Patient data security has been breached in four of the last five years, resulting in identifiable records being disclosed by the Government’s official information centre without authorisation or to the wrong recipient, a Freedom of Information request has revealed.
The security for hospital inpatient data – including medical information, alongside patient age and postcode – was breached every year from 2009 to 2012.
The Health and Social Care Information Centre – which was answering on behalf of itself and its predecessor organisations – disclosed the breaches in response to a request under the Freedom of Information Act by patient advocacy group, medConfidential.
The FOI asked for a ‘dated list of every known data breach involving Hospital Episode Statistic data’ including the number of records involved in each breach.
The HSCIC responses states: ‘We are interpreting the term “data breach” to mean an incident whereby access to identifiable HES data has been compromised and/or identifiable data has been provided to the incorrect recipient.’
‘…With regards to HES data, from 2008 onwards, I can confirm that we hold records of one ‘data breach’ in each of the following years; 2009, 2010, 2011 and 2012.’
A HSCIC spokesperson added: ‘The HSCIC’s predecessor organisation, The NHS Information Centre, recorded four data breaches between 2009 and 2012, one of which was committed by an external organisation. No patient harm was caused and each situation has been thoroughly investigated and appropriate action taken.’
A detailed audit of one of the breaches was included with the original FOI, the audit explains that a laptop used for accessing HES data by the London Health Observatory, was stolen in May 2011 with data including: ‘The full postcode and patient age for Hospital Episodes in 2009/10 throughout England’.
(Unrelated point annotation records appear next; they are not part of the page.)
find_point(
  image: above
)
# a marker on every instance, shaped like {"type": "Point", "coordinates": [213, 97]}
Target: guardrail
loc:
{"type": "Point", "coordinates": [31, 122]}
NHS England’s national director for Patients and Information, Tim Kelsey, previously said on the BBC’s Today programme, that ‘in 25 years there has never been a single episode in which the rules – very strict rules – have ever compromised a patient’s privacy’.
Phil Booth, coordinator of medConfidential, said: ‘Despite claiming a perfect record for security, we now find that patients’ hospital information has been breached multiple times – though officials have seen fit not to disclose the full details.’
However, an NHS England spokesperson clarified Mr Kelsey’s comments, saying: ‘What Tim meant by his comments was that he was not aware of any known breach of Hospital Episode Statistics (HES) data that had compromised patient privacy or led to any member of the public coming to harm.’
This article was ammended after the HSCIC corrected their response to explain that one of the four breaches was of anonymised data.